O evangelista Lucas conservou um ulterior elemento precioso dos acontecimentos da Última Ceia, que nos permite ver a profundidade comovedora da oração de Jesus pelos seus naquela noite, a sua atenção por cada um. Começando a partir da oração de acção de graças e de bênção, Jesus chega ao dom eucarístico, à entrega de Si mesmo e, enquanto oferece a realidade sacramental decisiva, dirige-se a Pedro. No final da ceia, Ele diz: «Simão, Simão, eis que Satanás vos reclamou para vos peneirar como o trigo; mas eu roguei por ti, para que a tua confiança não desfaleça; e tu, por tua vez, confirma os teus irmãos» (Lc 22, 31-32). Quando se aproxima a provação também para os seus discípulos, a oração de Jesus sustenta a sua debilidade, a sua dificuldade de compreender que o caminho de Deus passa através do Mistério pascal de morte e ressurreição, antecipado na oferenda do pão e do vinho. A Eucaristia é alimento dos peregrinos, que se torna força também para aqueles que se sentem cansados, prostrados e desorientados. E a oração é particularmente para Pedro a fim de que, uma vez convertido, confirme os irmãos na fé. O evangelista Lucas recorda que foi precisamente o olhar de Jesus que procurou o rosto de Pedro no momento em que ele tinha acabado de consumir a sua tríplice negação, para lhe conferir a força de retomar o caminho no seu seguimento: «E naquele mesmo instante, quando ainda falava, o galo cantou. Voltando-se, o Senhor olhou para Pedro. Então Pedro lembrou-se das palavras do Senhor» (Lc 22, 60-61).

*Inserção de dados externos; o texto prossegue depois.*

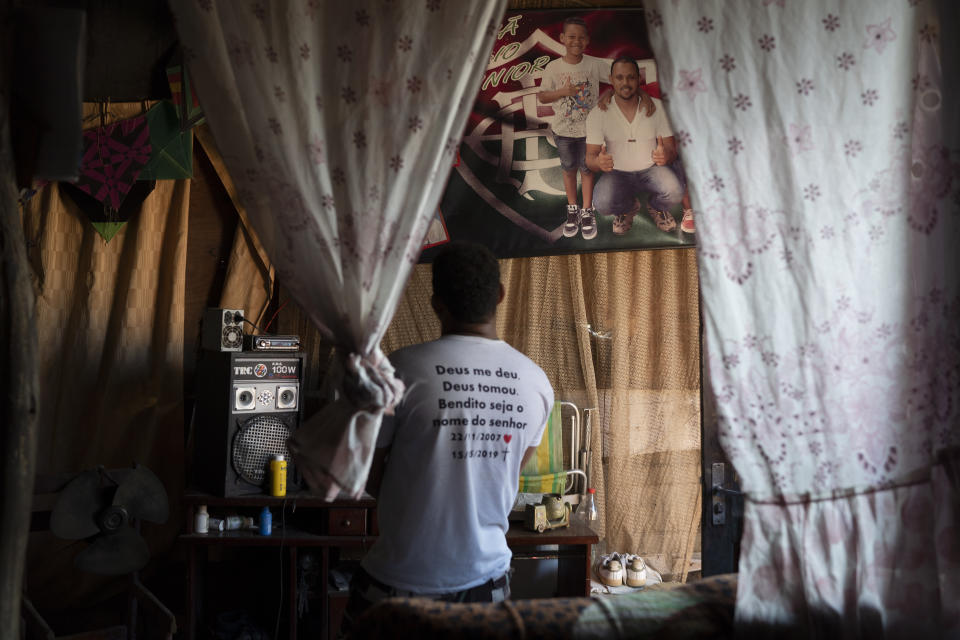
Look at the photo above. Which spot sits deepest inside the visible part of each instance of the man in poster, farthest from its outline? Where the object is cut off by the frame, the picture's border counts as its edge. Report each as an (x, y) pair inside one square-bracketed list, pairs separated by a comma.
[(633, 150)]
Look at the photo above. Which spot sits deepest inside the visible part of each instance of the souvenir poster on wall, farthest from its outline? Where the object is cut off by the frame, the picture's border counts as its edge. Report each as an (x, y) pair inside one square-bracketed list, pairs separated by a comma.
[(522, 184)]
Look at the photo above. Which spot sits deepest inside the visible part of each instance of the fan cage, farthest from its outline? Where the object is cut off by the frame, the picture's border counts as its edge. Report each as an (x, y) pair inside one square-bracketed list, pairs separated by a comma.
[(258, 440)]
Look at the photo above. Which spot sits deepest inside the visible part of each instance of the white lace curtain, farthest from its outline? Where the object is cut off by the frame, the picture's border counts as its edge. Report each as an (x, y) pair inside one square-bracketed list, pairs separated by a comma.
[(821, 139), (339, 123)]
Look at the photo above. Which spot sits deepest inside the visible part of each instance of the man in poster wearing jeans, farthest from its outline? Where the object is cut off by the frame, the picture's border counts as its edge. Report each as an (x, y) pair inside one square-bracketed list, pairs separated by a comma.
[(447, 464), (632, 150)]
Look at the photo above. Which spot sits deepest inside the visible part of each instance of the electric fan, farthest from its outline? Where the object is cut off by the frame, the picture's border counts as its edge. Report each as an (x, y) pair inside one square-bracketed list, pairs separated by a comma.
[(98, 506)]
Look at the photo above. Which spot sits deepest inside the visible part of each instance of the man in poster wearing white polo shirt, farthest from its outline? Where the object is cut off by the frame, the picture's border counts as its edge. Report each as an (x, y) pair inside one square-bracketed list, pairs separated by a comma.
[(632, 150)]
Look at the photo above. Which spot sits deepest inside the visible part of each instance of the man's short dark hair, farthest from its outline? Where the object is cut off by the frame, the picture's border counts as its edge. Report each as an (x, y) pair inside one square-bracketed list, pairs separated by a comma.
[(572, 20), (628, 60), (466, 278)]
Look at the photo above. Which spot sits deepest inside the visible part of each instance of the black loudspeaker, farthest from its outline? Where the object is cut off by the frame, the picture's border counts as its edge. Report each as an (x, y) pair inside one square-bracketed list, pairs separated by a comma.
[(248, 404)]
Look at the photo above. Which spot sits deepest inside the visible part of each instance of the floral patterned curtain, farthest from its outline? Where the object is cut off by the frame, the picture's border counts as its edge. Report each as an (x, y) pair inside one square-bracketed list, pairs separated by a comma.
[(339, 123), (821, 138)]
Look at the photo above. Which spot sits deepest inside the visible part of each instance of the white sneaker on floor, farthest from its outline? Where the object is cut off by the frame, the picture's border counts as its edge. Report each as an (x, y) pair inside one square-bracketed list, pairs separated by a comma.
[(636, 571), (572, 225), (588, 223), (610, 570)]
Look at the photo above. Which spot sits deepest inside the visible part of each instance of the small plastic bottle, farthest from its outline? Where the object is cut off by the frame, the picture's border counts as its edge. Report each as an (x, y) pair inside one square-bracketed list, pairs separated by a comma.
[(202, 521), (589, 505), (266, 522)]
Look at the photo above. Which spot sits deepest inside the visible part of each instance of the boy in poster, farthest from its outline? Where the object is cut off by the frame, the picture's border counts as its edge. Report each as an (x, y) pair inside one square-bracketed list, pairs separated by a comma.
[(571, 84)]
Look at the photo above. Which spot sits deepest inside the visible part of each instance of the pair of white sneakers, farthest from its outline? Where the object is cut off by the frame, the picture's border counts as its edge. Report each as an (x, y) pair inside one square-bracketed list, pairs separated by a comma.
[(618, 569)]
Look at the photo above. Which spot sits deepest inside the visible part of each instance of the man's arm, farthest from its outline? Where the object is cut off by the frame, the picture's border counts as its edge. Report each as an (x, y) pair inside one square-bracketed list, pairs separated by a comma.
[(665, 152), (375, 477), (598, 159)]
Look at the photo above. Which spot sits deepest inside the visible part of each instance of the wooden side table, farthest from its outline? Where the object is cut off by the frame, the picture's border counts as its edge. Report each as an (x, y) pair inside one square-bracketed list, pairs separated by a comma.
[(346, 525)]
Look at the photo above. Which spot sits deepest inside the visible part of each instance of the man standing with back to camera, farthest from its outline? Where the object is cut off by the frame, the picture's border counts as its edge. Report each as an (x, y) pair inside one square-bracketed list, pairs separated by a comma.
[(447, 464)]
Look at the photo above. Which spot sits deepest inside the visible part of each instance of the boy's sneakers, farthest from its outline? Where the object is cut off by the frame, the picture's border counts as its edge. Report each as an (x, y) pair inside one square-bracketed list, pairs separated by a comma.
[(662, 219), (588, 223), (622, 223), (572, 225)]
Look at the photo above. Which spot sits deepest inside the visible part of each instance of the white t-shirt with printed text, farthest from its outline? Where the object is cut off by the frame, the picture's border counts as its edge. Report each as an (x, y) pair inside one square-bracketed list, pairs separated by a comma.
[(471, 409), (630, 143), (570, 112)]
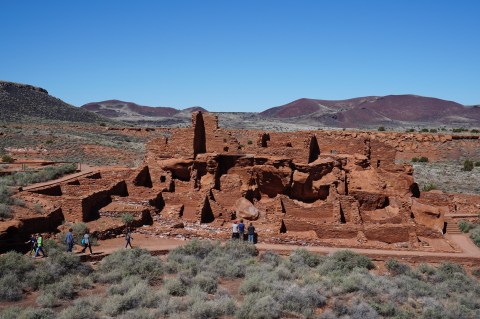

Caros irmãos e irmãs, participando na Eucaristia, vivamos de modo extraordinário a oração que Jesus recitou, e recita continuamente, por cada um a fim de que o mal, que todos nós encontramos na vida, não prevaleça, e para que em nós aja a força transformadora da morte e da ressurreição de Cristo. Na Eucaristia, a Igreja responde ao mandato de Jesus: «Fazei isto em memória de mim» (Lc 22, 19; cf. 1 Cor 11, 24-26); repete a oração de acção de graças e de bênção e, com ela, as palavras da transubstanciação do pão e do vinho no Corpo e Sangue do Senhor. As nossas Eucaristias consistem em sermos atraídos para aquele momento de oração, em unir-nos sempre de novo à oração de Jesus. Desde o início, a Igreja compreendeu as palavras de consagração como parte da prece recitada juntamente com Jesus; como uma parte central do louvor cheio de gratidão, através da qual o fruto da terra e do trabalho do homem nos é novamente oferecido por Deus como Corpo e Sangue de Jesus, como autodoação do próprio Deus no amor acolhedor do Filho (cf. Jesus de Nazaré, II, pag. 146). Participando na Eucaristia, alimentando-nos da Carne e do Sangue do Filho de Deus, unamos a nossa oração à prece do Cordeiro pascal na sua noite suprema, a fim de que a nossa vida não se perca, apesar da nossa debilidade e das nossas infidelidades, mas seja transformada.

Estimados amigos, peçamos ao Senhor que, depois de nos prepararmos devidamente, também com o Sacramento da Penitência, a nossa participação na sua Eucaristia, indispensável para a vida cristã, seja sempre o ponto mais elevado de toda a nossa oração. Peçamos que, profundamente unidos na sua própria oferenda ao Pai, possamos também nós transformar as nossas cruzes em sacrifício livre e responsável de amor a Deus e aos irmãos. Obrigado!